If your senior cat has a lot of energy, you might be patting yourself on the back about what great shape she’s in. She may be, but what’s also possible is that she has developed hyperthyroidism, an excess of thyroid hormones in the blood. It’s a problem we usually see in aging cats. Other common signs include weight loss and an increased appetite. So though you think your cat is active, eating well and not overweight, what’s actually happening is that she may be on the road to developing high blood pressure, heart failure, sudden blindness, and chronic vomiting and diarrhea. Left untreated, hyperthyroidism can lead to death.

The good news is that hyperthyroidism is treatable for some cats and manageable for others. The disease can be managed with a daily pill or special diet, or cured with radioactive iodine treatment or surgical removal of the thyroid glands.


This disease, a deficiency of thyroid hormone, is the opposite of hyperthyroidism.
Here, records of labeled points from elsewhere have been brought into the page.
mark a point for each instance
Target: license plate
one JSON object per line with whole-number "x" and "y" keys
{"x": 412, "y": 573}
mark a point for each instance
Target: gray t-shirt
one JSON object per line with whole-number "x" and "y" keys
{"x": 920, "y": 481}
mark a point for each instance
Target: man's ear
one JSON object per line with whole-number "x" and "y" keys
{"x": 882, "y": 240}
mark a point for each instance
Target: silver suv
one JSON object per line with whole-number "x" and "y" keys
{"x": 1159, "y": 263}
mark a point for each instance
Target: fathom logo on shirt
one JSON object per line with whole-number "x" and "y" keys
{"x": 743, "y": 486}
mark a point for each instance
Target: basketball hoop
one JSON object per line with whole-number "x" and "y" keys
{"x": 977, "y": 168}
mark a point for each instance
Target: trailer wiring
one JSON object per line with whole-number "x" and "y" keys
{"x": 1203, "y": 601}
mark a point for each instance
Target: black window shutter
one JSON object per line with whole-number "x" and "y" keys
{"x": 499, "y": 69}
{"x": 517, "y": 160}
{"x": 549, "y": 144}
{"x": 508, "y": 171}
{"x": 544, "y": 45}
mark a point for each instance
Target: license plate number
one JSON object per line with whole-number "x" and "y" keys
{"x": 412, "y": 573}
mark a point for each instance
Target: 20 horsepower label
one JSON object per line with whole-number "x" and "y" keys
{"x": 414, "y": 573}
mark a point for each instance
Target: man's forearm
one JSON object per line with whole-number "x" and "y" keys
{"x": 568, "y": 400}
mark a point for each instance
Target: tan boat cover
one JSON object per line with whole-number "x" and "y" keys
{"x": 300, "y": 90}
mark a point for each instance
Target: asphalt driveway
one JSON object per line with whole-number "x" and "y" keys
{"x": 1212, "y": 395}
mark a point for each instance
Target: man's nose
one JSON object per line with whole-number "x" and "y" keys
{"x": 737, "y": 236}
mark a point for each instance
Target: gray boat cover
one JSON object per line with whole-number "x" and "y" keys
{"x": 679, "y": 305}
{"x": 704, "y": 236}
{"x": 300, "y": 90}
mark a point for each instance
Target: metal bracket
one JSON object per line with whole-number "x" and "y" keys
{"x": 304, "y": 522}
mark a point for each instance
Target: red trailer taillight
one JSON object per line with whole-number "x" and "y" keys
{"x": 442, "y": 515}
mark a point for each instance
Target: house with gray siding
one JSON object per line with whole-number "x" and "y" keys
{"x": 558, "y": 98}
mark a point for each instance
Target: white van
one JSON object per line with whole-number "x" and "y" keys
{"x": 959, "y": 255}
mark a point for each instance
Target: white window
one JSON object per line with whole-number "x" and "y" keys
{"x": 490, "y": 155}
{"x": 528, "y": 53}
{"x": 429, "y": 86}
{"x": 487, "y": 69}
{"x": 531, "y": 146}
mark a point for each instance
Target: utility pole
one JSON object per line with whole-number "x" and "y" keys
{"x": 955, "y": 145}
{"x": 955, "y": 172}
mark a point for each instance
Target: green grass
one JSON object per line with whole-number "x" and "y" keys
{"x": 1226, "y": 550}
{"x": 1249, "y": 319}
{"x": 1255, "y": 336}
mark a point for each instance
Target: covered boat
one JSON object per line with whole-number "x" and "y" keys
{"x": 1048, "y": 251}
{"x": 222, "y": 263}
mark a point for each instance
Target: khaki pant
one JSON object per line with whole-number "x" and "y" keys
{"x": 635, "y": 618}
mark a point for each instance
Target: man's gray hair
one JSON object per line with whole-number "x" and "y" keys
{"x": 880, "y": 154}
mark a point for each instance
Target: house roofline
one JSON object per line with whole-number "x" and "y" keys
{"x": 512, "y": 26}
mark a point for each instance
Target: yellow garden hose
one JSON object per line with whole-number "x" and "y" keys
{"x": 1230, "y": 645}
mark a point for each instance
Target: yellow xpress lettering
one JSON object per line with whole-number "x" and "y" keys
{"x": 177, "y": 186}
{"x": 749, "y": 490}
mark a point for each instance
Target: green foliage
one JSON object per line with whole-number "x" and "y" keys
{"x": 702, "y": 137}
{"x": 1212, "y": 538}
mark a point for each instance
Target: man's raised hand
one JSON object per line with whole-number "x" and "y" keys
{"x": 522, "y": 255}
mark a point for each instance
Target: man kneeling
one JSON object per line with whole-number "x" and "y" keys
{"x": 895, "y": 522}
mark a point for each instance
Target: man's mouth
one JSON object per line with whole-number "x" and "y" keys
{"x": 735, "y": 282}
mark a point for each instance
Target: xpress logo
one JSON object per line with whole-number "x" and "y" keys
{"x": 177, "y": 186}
It usually affects middle-aged and older dogs.

Signs of hypothyroidism tend to be vague. If you notice anything at all, it might be that your dog is less energetic; seems to get infections more frequently; or has a ratty-looking coat that seems dry, scaly, itchy or greasy. He may gain weight, even if he’s not eating anymore. On exam, your veterinarian may notice a slower heart rate.

Like hyperthyroidism, hypothyroidism is diagnosed with a physical exam and blood test. It, too, is manageable with daily medication.

Kidney Disease

Your senior cat has been peeing outside the litterbox — a lot. He must be mad at you, because you’ve been working late, right?

Wrong. “Stinking outside the box” can be a sign of many different health problems, but in an older cat it may well signal kidney disease.

Kidney failure is a common problem in older cats. Clues to its presence include drinking more water than usual and then, of course, peeing more than usual — so much so that the cat may start to miss the box, because he can’t get there in time or it gets too full or smelly to suit him.

Though kidney failure can’t be cured — unless you can fork over the big bucks for a kidney transplant — it can be managed for months or even years with diet, medication and subcutaneous fluids, which you can learn to give at home.

Heart Disease

Heart disease isn’t the leading cause of death in dogs or cats, but it’s not uncommon either. It’s been estimated that approximately 10 percent of dogs develop heart disease, and valvular disease accounts for the majority of these cases. Dogs may also develop dilated cardiomyopathy.

Cats of any age can develop hypertrophic cardiomyopathy. The disease doesn’t discriminate: It affects alley cats and aristocats alike.

Signs of heart disease in your dog or cat that your veterinarian may detect during an exam can include a heart murmur, gray or bluish gums, noisy breathing and fluid buildup in the abdomen or lungs. It’s not curable, but it can sometimes be managed for months or even years with medication, especially when caught early.


Pain isn’t a disease, of course, but it accompanies many different diseases at all stages of life. Arthritis, dental disease, cancer, injuries and more can all cause pain in our pets, but we have to be really on the ball to notice it sometimes.

Pets are hardwired not to signal that they’re in pain. In the wild, showing pain could be a death warrant. They don’t know, of course, that we just want to help, so they do their best to hide discomfort, making it more difficult for us to realize there’s a problem.

With the laying on of hands through palpation and range-of-motion tests, as well as through recognizing subtle signs, such as a hunched back or an owner’s comments that Rusty is sleeping more, eating less or not jumping up on the sofa anymore, we can often pinpoint pain that your dog or cat is doing his darnedest to hide. He may need a dental cleaning, a weight loss program or medication to take the edge off those aching joints or reduce disease-related pain.

Next time you’re thinking of skipping or postponing your pet’s wellness exam — maybe you don’t go every year yourself — keep in mind that he ages more quickly than you and can’t speak up if he’s not feeling well. Then call your veterinarian and make that appointment. Whether you catch a problem before it’s far advanced or find out your pet is fit as a fiddle, you’ll both benefit.